Using OpenLayers, I added a WFS layer (on GeoServer) with a filter that returns all features (black) that intersect my polygon (yellow) placed over some Latin American countries within certain dates.
However, the feature that crosses horizontally across the map does NOT actually intersect my polygon. This feature is somewhere in the pacific ocean between Hawaii and Fiji and NOT in Latin America. The problem is that instead of crossing the International Date Line it is being rendered on the map by wrapping around the whole world.
The problamatic feature is defined:
POLYGON((-179.700417 14.202717,-178.687422 13.992875,179.024138 8.24716,-179.98241 8.035567,-179.700417 14.202717))

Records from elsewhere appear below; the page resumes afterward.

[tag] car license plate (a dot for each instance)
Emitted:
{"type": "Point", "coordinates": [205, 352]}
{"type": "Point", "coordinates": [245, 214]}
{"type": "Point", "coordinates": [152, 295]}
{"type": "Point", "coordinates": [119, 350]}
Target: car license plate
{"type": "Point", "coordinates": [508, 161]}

I have many of problematic date line features like this but have narrowed it down to this one for this example. I can't just ignore it in my application because I have many of them.
I've tried using "wrapDateLine: true" in base layer and WFS layer with same results.
Not sure if this would be a GeoServer problem or an OpenLayers problem.
Does anyone know a solution to my international date line problem?
Answer
Unfortunately this is a known problem. The issue is that geometries that cross the date line like this are ambiguous. The OL and GeoServer renderers have no easy way of knowing that the intention is to go the "short" way around the world so they just interpret for instance 170 to -170 the "regular" way and go the long way around the world.
Unfortunately there is no good solution for this except to split up your geometries that lie across the dateline.